At seventeen I left school and went to college to study graphic art and photography, still using my own darkroom as well as the facilities in the college. On finishing college I went on to work in the family business, designing, photographing and producing the brochures as well as other general tasks within the business however something was still eating away at me and I wasn’t sure what. I went abroad for while and on my return, I met my future wife. We married eighteen months later in 1982, moving to Harpenden where I started working as a freelance photographer using Foto-Art as the business name. One of my early contacts was a company in Stevenage, Randall Photographic for whom I started freelancing. Trade photographic Services (TPS) was then set up as the commercial /corporate arm of the business and it was this side of the company that most interested me.  by now the work was on a more permanent basis. We moved the commercial side to Baldock where I helped set up the studio which was specialising in food photography but after a couple of years, I was ready to push out on my own once again.

Opening my own studio in Kimpton, the business steadily grew. In 1987 I submitted a portfolio of images to the British Institute of Professional Photography panel and was accepted into the institute as a licentiate member.   This enabled me to give confidence to potential new clients that the service they would receive would be a top level professional service. Providing location photography for companies such as Welcome Break and Sealink as well as studio product photography, the business continued to flourish until a huge fire engulfed the building, forcing me out for 12 months. Luckily, the offer from a good friend who also had a studio meant I was able to carry on, working out of Letchworth and eventually moving back a year later to a rebuilt studio.

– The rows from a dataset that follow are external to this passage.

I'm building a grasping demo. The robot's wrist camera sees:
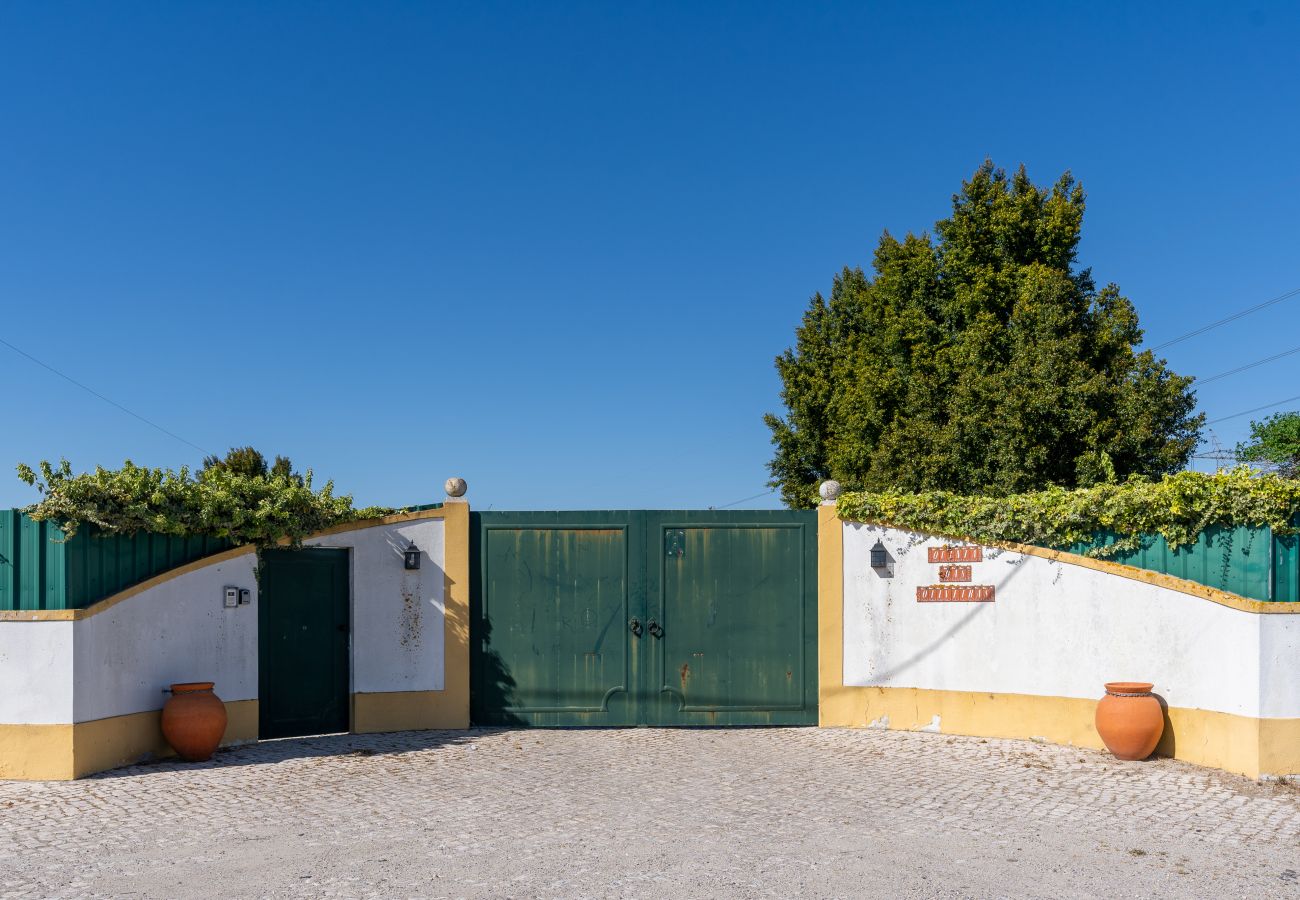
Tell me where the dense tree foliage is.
[767,163,1204,506]
[202,447,302,481]
[1236,412,1300,479]
[837,466,1300,557]
[18,459,393,546]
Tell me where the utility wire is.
[709,488,776,510]
[1196,347,1300,388]
[0,338,212,454]
[1205,394,1300,425]
[1147,287,1300,351]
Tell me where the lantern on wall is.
[871,541,889,568]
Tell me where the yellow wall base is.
[0,700,257,780]
[820,687,1300,778]
[352,691,469,735]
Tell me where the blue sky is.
[0,3,1300,509]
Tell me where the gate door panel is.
[645,511,816,726]
[473,512,644,726]
[257,549,350,737]
[471,510,818,726]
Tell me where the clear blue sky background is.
[0,3,1300,509]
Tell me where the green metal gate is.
[471,510,816,726]
[257,548,350,737]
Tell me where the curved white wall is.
[72,550,257,722]
[842,523,1300,718]
[0,620,74,724]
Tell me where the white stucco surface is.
[0,622,73,724]
[308,519,446,693]
[844,523,1300,718]
[73,551,257,722]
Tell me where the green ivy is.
[18,459,393,548]
[836,466,1300,557]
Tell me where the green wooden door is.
[471,511,816,726]
[257,548,350,737]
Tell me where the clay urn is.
[163,682,226,762]
[1097,682,1165,760]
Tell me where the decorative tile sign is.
[917,584,993,603]
[917,546,996,603]
[926,546,984,562]
[939,563,971,581]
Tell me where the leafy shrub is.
[837,466,1300,557]
[18,459,391,548]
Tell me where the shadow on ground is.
[79,728,508,780]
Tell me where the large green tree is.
[1236,412,1300,479]
[766,161,1204,506]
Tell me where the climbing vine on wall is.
[18,459,391,548]
[837,467,1300,557]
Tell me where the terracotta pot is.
[163,682,226,762]
[1097,682,1165,760]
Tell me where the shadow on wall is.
[469,615,528,726]
[1151,693,1178,758]
[872,554,1023,683]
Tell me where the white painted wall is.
[308,519,446,693]
[72,551,257,722]
[844,523,1300,718]
[0,519,446,724]
[0,622,73,724]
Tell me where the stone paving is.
[0,728,1300,900]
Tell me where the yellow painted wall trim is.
[816,503,846,726]
[842,507,1300,615]
[0,700,257,780]
[0,724,77,782]
[352,691,469,735]
[822,687,1300,778]
[437,501,469,728]
[0,509,452,622]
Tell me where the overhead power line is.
[1196,347,1300,388]
[1205,394,1300,425]
[709,488,776,510]
[0,338,212,454]
[1148,287,1300,351]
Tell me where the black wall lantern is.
[871,541,889,568]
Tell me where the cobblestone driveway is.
[0,728,1300,900]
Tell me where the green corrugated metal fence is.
[0,510,231,610]
[1065,527,1300,601]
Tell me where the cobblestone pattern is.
[0,728,1300,900]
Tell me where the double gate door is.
[471,510,816,727]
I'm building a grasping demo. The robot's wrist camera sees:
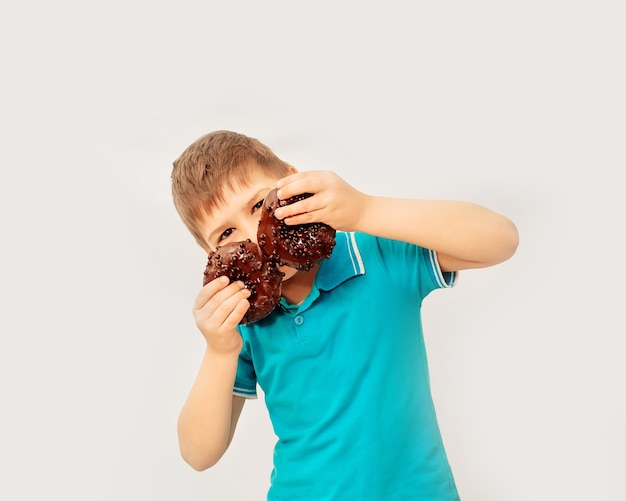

In 1990 the business took another leap forward as we opened a much larger commercial studio in Harpenden with an infinity cove and full colour processing and printing facilities. In 1996 we were one of the first studios in west Herts to invest in digital technology. With early equipment inherently expensive and unreliable, my views on the way photography was going changed somewhat and before the end of the decade I had become disenchanted. In 1999 the studio was closed and the business sold off.  I pondered the future over the next year before striking a deal to help start a new photographic based business,  showcasing towns, retail and restaurant areas, creating photo led interactive CD ROMS. As the business developed, we found introductions into the events industry from where I started specialising in corporate event photography and conference photography and video.

Along with the architectural and commercial product and location photography I had broken my teeth on, corporate event and conference photography became a specialist field and another string to the bow.  In 2009 I once again broke away, developing the corporate work still further whilst maintaining a core of clients in the commercial and architectural industries. To this day I continue in these areas of specialisation and thank all those loyal clients who have made it such an enjoyable career. Thirty five years in the business – thirty years as a member of the British Institute of Professional Photography. Its been real!